Just as importantly, operating in this space gives both the company and its clients optionality to get their modeling and their algorithms right over time. Rather than focus on building a unique modeling approach, the company can focus on testing many models with the data to see where the data can help make better or faster business decisions.
Even the simplest bar charts and graphs have a tendency to add value if a data set is new. The most advanced machine learning won’t make a difference to decisions that are already made correctly. We encourage our companies to invest in their analytics groups for this reason, but also to be a facilitator of others. Following this path allows data to be treated as infrastructure.
One of our most exciting companies is not only following this path towards data as infrastructure in its own business, but is also enabling financial services companies to follow this path themselves.
Ocrolus extracts unstructured data from financial statements and structures the data to automate pre-underwriting and document verification steps for its lender customers. In doing so, it captures thousands of data points, that would otherwise flow through the system as data exhaust – never to be captured, analyzed, or understood. The data stream that Ocrolus analyzes for its lender customers, therefore, is purely proprietary. It’s a unique stream of unstructured data from each lender, representing the financial records of those who apply for loans.

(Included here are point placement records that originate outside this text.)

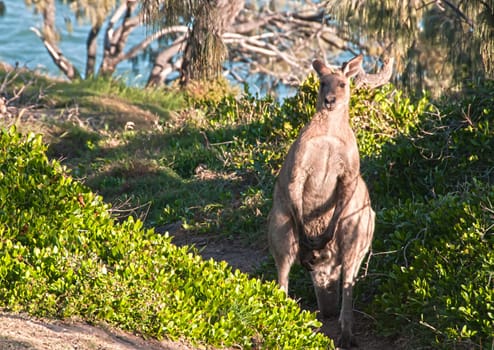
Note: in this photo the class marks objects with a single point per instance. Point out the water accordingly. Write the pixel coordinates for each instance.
(19, 44)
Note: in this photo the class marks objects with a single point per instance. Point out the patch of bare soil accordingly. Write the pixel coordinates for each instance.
(20, 332)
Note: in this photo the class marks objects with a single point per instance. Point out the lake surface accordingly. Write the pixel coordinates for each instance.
(19, 44)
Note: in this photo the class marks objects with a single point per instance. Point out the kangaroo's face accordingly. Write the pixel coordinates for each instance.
(334, 89)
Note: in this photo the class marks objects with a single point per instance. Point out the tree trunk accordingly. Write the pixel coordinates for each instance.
(205, 51)
(91, 46)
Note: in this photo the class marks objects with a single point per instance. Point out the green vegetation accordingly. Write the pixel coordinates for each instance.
(62, 255)
(210, 166)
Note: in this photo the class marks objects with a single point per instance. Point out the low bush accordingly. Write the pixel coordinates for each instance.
(62, 254)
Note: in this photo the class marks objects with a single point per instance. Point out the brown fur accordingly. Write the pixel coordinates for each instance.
(321, 212)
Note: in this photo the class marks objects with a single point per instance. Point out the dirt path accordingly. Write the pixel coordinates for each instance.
(20, 332)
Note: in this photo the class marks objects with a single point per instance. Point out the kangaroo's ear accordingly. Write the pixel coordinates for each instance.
(321, 68)
(352, 67)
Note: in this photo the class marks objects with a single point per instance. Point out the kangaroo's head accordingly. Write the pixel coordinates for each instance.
(334, 89)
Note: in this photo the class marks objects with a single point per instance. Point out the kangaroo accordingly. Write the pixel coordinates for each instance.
(321, 214)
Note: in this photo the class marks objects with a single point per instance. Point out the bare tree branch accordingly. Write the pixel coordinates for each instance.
(60, 60)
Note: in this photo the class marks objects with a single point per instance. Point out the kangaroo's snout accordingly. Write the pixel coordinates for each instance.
(330, 102)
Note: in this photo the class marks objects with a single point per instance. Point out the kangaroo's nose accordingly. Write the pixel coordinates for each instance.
(329, 101)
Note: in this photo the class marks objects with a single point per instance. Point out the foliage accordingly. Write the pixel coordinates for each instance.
(433, 258)
(439, 45)
(62, 255)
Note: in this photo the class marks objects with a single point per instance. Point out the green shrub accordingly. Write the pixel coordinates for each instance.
(432, 270)
(436, 277)
(62, 255)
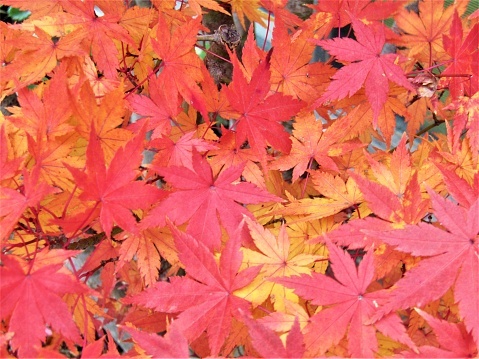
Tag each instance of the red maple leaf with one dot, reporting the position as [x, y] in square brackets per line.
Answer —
[115, 188]
[453, 338]
[181, 66]
[258, 115]
[348, 304]
[31, 296]
[172, 345]
[462, 63]
[200, 199]
[8, 167]
[97, 33]
[454, 260]
[205, 297]
[161, 107]
[368, 66]
[14, 203]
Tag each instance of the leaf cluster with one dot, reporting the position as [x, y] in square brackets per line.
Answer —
[150, 206]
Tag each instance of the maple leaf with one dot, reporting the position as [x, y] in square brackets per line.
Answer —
[466, 119]
[8, 168]
[95, 349]
[344, 11]
[45, 116]
[338, 195]
[105, 115]
[115, 188]
[424, 30]
[368, 67]
[459, 188]
[257, 116]
[227, 155]
[277, 260]
[97, 34]
[269, 345]
[310, 143]
[206, 296]
[179, 153]
[454, 260]
[160, 108]
[200, 199]
[172, 345]
[291, 71]
[247, 10]
[149, 247]
[349, 304]
[32, 299]
[14, 203]
[180, 65]
[47, 52]
[461, 52]
[453, 338]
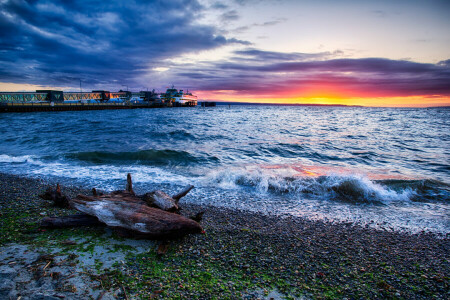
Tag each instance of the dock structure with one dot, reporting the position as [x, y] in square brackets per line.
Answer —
[51, 100]
[35, 107]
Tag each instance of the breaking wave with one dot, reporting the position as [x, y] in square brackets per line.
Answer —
[347, 188]
[144, 157]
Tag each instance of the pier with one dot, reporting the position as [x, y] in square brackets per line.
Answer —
[51, 100]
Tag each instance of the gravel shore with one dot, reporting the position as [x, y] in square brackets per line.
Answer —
[242, 255]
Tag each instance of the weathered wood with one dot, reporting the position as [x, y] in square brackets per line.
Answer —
[198, 217]
[70, 221]
[58, 198]
[160, 200]
[183, 193]
[135, 215]
[129, 187]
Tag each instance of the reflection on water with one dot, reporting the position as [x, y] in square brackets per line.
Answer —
[375, 166]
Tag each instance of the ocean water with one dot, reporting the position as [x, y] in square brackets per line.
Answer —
[380, 167]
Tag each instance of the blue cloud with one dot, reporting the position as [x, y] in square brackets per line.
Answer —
[55, 42]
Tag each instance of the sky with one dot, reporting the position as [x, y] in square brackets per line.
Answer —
[373, 53]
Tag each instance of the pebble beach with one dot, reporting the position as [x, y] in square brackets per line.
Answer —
[242, 255]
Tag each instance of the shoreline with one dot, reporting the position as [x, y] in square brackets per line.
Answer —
[242, 255]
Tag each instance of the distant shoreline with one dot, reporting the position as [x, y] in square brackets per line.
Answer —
[315, 105]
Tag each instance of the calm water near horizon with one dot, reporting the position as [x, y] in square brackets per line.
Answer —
[378, 166]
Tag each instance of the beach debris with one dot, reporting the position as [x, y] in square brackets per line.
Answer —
[197, 217]
[161, 200]
[162, 248]
[152, 215]
[136, 216]
[58, 198]
[70, 221]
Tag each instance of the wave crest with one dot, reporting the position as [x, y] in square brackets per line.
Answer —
[146, 157]
[348, 188]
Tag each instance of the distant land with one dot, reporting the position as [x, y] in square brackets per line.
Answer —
[306, 104]
[277, 104]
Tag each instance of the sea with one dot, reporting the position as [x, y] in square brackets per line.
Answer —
[385, 168]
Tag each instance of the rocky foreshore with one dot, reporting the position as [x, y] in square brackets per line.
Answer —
[242, 255]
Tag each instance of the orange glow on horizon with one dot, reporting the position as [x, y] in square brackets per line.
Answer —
[329, 98]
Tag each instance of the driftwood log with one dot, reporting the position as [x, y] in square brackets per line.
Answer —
[70, 221]
[124, 210]
[147, 216]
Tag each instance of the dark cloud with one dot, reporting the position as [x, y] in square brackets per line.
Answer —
[229, 16]
[265, 24]
[56, 42]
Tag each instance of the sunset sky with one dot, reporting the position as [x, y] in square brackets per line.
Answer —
[376, 53]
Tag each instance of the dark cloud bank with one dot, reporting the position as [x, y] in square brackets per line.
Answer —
[110, 43]
[55, 42]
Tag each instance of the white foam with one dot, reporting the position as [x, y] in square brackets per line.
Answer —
[287, 180]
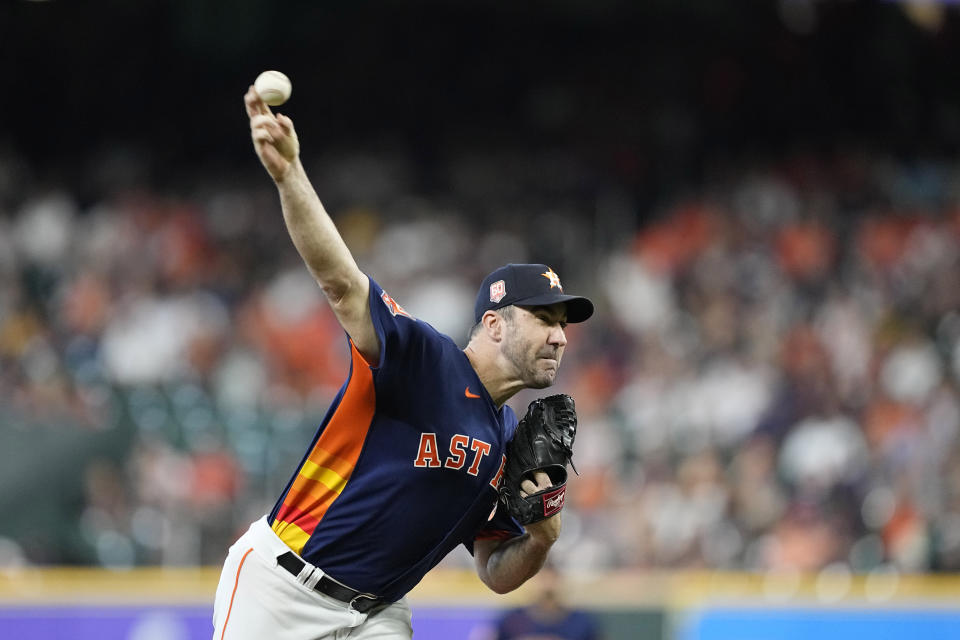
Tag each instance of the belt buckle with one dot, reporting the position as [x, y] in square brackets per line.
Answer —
[372, 598]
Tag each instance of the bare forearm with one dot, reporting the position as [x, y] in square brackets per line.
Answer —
[314, 234]
[513, 562]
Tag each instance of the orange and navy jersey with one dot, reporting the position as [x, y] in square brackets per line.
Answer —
[405, 465]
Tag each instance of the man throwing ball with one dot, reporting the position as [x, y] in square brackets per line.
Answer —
[414, 455]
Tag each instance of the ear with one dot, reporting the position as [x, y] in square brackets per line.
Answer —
[492, 325]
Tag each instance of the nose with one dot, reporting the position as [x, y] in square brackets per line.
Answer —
[558, 337]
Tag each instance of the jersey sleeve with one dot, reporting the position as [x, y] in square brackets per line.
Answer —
[399, 333]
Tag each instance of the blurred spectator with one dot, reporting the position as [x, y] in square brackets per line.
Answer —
[548, 616]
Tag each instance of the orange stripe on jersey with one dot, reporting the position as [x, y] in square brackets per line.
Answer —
[331, 461]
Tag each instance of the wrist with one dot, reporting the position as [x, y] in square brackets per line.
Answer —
[293, 171]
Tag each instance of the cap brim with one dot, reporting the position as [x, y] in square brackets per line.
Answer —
[578, 307]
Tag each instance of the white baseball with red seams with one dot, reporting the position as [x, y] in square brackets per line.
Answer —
[273, 87]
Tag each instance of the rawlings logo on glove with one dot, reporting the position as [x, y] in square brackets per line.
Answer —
[543, 442]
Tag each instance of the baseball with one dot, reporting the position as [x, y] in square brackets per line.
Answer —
[273, 87]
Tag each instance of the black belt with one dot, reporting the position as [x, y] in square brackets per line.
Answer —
[362, 602]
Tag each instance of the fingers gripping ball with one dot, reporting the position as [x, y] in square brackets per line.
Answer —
[273, 87]
[543, 442]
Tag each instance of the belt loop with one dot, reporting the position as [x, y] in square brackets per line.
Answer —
[309, 575]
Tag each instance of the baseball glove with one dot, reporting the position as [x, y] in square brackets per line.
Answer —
[543, 442]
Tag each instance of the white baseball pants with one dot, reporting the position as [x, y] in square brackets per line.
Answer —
[257, 598]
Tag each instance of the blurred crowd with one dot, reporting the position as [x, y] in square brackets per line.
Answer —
[770, 381]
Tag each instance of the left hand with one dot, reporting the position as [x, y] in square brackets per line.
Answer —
[547, 530]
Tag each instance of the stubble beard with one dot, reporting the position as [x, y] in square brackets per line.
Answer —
[524, 359]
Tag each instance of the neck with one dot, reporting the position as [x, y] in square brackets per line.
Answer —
[499, 385]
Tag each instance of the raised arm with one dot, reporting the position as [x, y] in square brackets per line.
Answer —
[311, 229]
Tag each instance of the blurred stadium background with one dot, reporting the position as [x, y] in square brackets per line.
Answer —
[762, 197]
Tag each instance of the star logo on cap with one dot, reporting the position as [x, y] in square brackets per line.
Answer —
[553, 278]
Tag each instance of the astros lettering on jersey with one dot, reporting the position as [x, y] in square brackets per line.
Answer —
[424, 400]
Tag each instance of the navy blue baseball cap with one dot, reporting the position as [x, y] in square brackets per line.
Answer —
[527, 285]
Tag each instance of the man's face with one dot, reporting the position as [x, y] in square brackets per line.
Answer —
[534, 341]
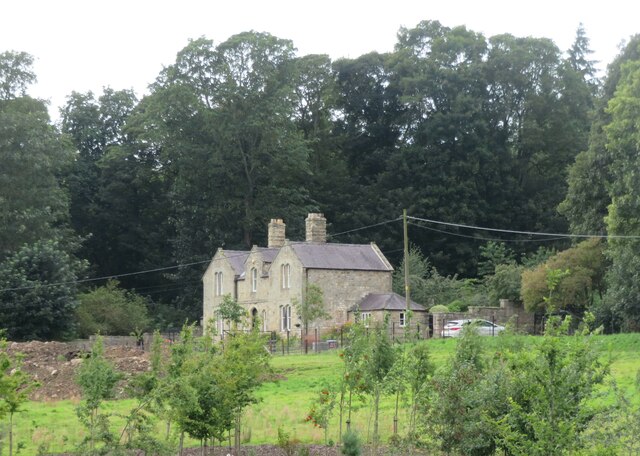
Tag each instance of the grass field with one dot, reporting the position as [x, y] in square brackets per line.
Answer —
[54, 427]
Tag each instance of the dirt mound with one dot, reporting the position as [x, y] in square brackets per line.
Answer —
[54, 364]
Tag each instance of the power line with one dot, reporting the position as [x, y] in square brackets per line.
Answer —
[477, 238]
[365, 227]
[167, 268]
[530, 233]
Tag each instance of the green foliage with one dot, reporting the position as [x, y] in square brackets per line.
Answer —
[15, 387]
[460, 400]
[110, 310]
[322, 409]
[351, 444]
[312, 306]
[549, 389]
[230, 310]
[32, 156]
[623, 139]
[37, 297]
[439, 308]
[289, 446]
[567, 281]
[492, 255]
[16, 74]
[97, 379]
[505, 283]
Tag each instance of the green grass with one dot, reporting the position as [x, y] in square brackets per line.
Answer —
[286, 402]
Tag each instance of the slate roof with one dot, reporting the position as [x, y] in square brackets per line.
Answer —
[363, 257]
[268, 255]
[237, 259]
[386, 301]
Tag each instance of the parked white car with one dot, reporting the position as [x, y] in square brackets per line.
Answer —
[453, 328]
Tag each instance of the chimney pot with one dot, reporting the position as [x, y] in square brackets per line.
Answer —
[276, 233]
[316, 228]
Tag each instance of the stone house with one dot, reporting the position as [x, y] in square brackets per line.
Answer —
[374, 306]
[267, 281]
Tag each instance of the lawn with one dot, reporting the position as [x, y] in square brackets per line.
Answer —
[54, 427]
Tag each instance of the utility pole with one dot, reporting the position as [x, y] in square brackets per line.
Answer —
[407, 288]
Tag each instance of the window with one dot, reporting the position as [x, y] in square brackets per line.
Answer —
[285, 318]
[366, 318]
[217, 285]
[254, 279]
[285, 272]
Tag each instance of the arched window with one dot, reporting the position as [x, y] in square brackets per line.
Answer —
[285, 318]
[285, 272]
[254, 280]
[217, 285]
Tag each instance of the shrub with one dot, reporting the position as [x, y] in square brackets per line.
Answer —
[111, 310]
[351, 444]
[439, 309]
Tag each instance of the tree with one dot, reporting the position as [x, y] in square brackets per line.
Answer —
[311, 307]
[623, 139]
[110, 310]
[229, 310]
[461, 400]
[550, 393]
[492, 255]
[34, 206]
[505, 283]
[223, 118]
[569, 281]
[97, 379]
[118, 190]
[15, 387]
[38, 292]
[15, 74]
[377, 364]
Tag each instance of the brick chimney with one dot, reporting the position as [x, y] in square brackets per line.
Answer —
[316, 228]
[276, 233]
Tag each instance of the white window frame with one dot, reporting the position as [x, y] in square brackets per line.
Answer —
[217, 285]
[285, 272]
[285, 318]
[254, 280]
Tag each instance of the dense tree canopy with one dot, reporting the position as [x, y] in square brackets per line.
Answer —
[497, 131]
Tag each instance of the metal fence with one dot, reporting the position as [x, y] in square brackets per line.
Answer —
[321, 339]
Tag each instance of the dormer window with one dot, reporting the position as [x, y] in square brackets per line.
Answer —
[254, 280]
[217, 284]
[285, 272]
[285, 318]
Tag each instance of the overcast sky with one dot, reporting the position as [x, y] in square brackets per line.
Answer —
[85, 45]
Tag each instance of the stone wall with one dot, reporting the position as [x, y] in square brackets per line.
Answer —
[508, 312]
[344, 289]
[210, 300]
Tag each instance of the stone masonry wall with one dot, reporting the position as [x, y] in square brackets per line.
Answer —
[508, 312]
[344, 289]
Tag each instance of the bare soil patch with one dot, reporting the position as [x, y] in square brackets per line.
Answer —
[54, 364]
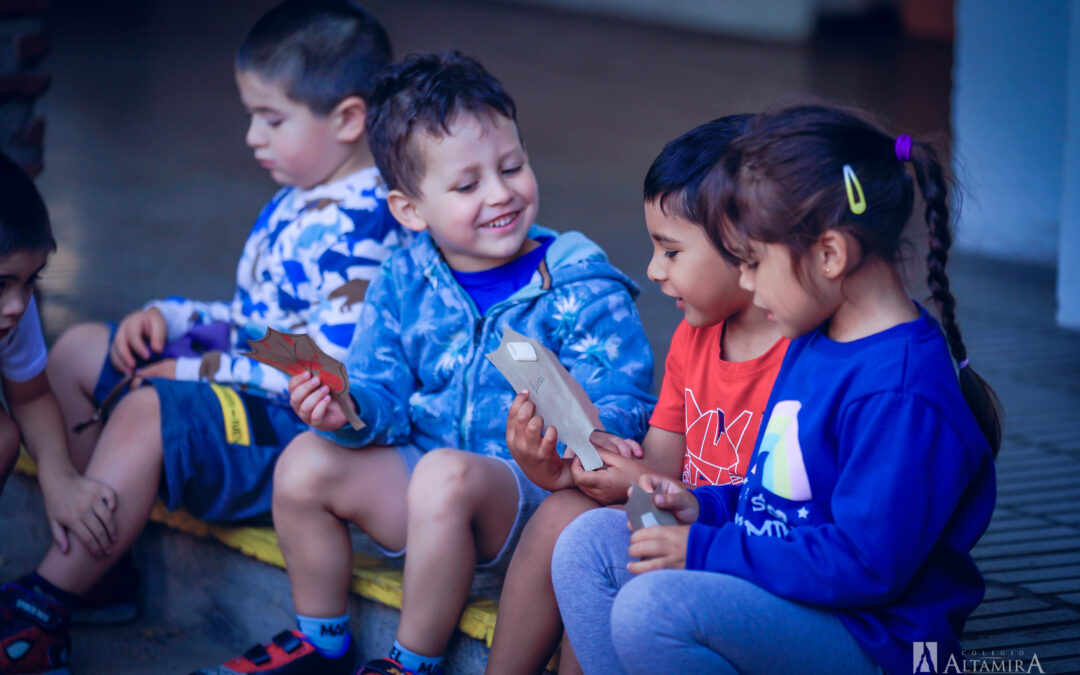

Once Ocrolus and its customers have access to this proprietary data stream, the value that they can create even with basic application of new algorithmic approaches creates competitive advantage. Moreover, by delivering a proprietary data feed to its customers, Ocrolus allows its customers to build their own analytical value over time by delivering bespoke analytics, facilitating internal analytical teams, or even enabling other analytics vendors to add their proprietary view to a lender-customer.
Companies must remember that while data storage is now cheap, data gathering remains expensive. This is one of the core reasons that network effects emerge around data businesses. The rise of advanced analytics still hasn’t changed the old adage “garbage in, garbage out.” So both analytics vendors and their clients need to think carefully about what data they’re using, and separately, about what they’re doing with this data to make better business decisions. Doing so treats data as infrastructure and creates real value from proprietary data sources.